Rendition Trial Puts U.S. On Hot Seat

CIA Agents charged with kidnapping in Milan. Richard Roth
CBS
In Italy tonight, the president's visit isn't just facing more European protest. The administration's "war on terror" has also become the target of criminal prosecution.

In Milan, a trial opened against 26 Americans accused of working for the CIA. None of the Americans showed up, but in a courtroom lined with empty cages, they're charged with kidnapping a Muslim cleric on a street near his mosque in Milan and secretly flying him to Egypt, CBS News correspondent Richard Roth.

Abu Omar spent four years in jail there, tortured, he says, as a suspected terrorist.

"I think that this trial is excruciatingly embarrassing for the United States, but let's face it, the real issue is that the process of illegal renditions or kidnappings, effectively, has been a complete catastrophe for the United States," said Clive Stafford Smith, a civil rights lawyer.

President Bush acknowledged last year that some terror suspects had been held in secret prisons run by the CIA, but he didn't say where.

Now a report for Europe's human rights agency has named Romania and Poland as places where CIA prisoners were subjected to what amounted to torture.
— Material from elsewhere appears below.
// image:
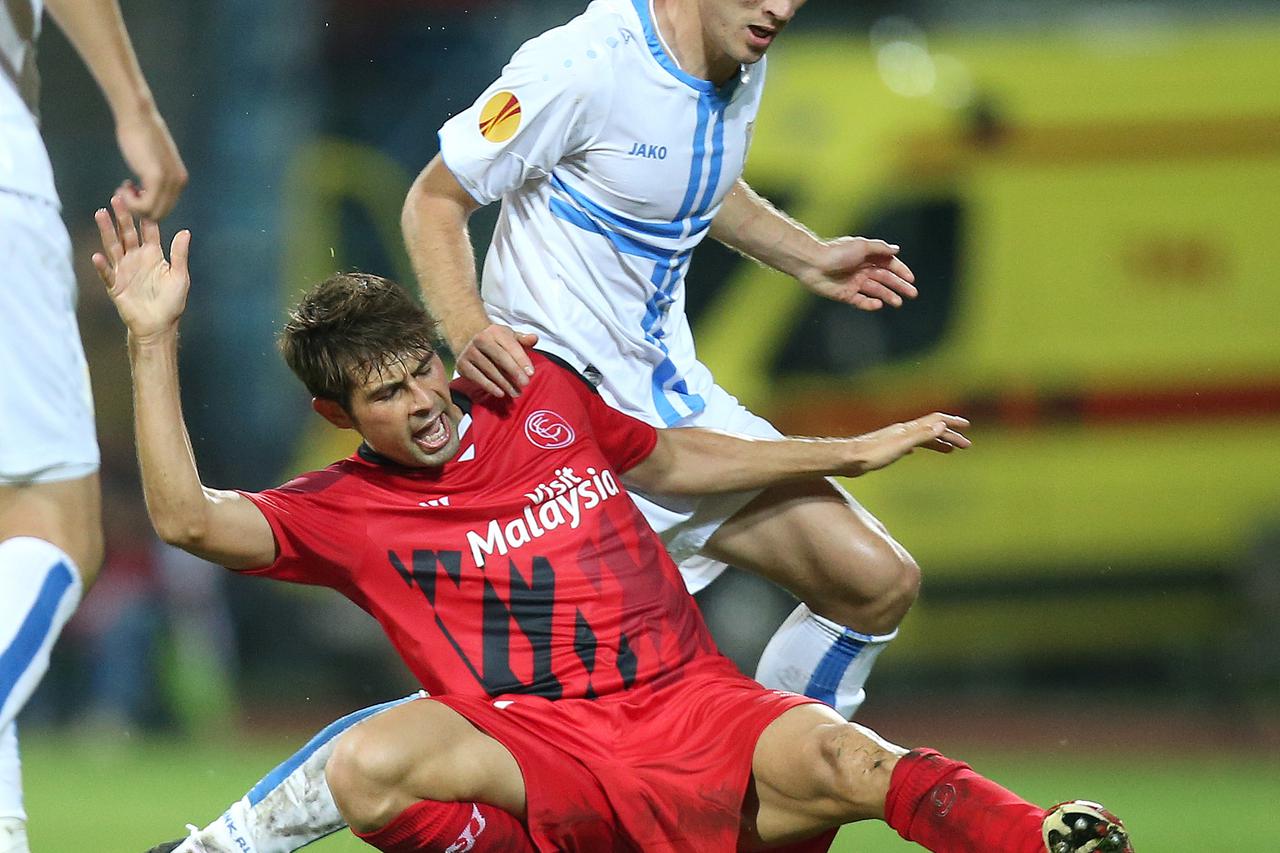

Both countries deny it.

But full of detail – pinpointing this airport in Eastern Romania, for instance, as one staging point for the secret operation – the report says complicity with the United States has put Europe in a "moral quagmire."

"In Europe, now we're seeing criminal prosecutions that are based on the accepted view that this system is not just illegal, it's criminal," said international lawyer Scott Horton.

That includes Germany, where arrest warrants are out for thirteen suspected CIA agents accused of kidnapping Khaled el-Masri. He's a German citizen who says he was blindfolded, drugged, and flown to Afghanistan three years ago — then released, with the explanation his abduction had been a mistake.